Nesse panorama, a sentença acolheu o pedido do autor e declarou a existência de vínculo de emprego entre as partes no período de 1º de março de 2003 e 03 de julho de 2020, na função de jardineiro, com remuneração de um salário mínimo mensal.
As partes recorreram ao TRT-RS. O relator do caso na 2ª Turma, desembargador Alexandre Corrêa da Cruz, explicou inicialmente que, uma vez reconhecida a prestação de serviços de jardinagem, inverte-se o ônus probatório, passando a ser dos demandados a incumbência de comprovar que o trabalho possuía natureza jurídica diversa da relação de emprego, ônus do qual, no entender do julgador, os réus não se desincumbiram a contento. Nesse sentido, com relação ao elemento da pessoalidade, o magistrado destaca não haver qualquer subsídio no processo dando conta da possibilidade de o autor se fazer substituir por outro trabalhador. Além disso, o jardineiro possuía a chave do portão da casa, “circunstância que fortalece a relação de pessoalidade que havia entre as partes e comprova a típica confiança presente na relação de emprego”, manifestou o julgador.
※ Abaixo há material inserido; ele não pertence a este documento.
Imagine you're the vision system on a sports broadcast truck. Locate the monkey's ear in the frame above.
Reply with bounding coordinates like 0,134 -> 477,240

Quanto ao requisito da onerosidade, o magistrado salienta que o trabalhador recebia um salário mínimo e não um valor proporcional aos serviços prestados, o que contribui para a caracterização de relação de emprego. No seu entendimento, se fosse verdadeiramente uma relação de prestação de serviços autônomos, os valores pagos seriam variados, de acordo com o serviço realizado, e não uma cifra fixa.
O relator assinalou que também estavam presentes os requisitos da continuidade e da subordinação. Quanto ao primeiro, a prova testemunhal deixou claro que o trabalhador comparecia quase diariamente ao local de trabalho. E no que se refere à subordinação, esta se manifestava nas orientações recebidas pelo trabalhador por parte dos reclamados, com relação às tarefas a serem cumpridas e quanto ao estilo de jardinagem a ser adotado (estilo inglês).
Nessa linha, os desembargadores decidiram manter a decisão da sentença de origem, reconhecendo a existência de relação de emprego entre as partes, na função e no período postulados pelo trabalhador.
O processo envolve ainda outros pedidos. Também participaram do julgamento os desembargadores Marçal Henri dos Santos Figueiredo e Clóvis Fernando Schuch Santos. Cabe recurso do acórdão ao Tribunal Superior do Trabalho (TST).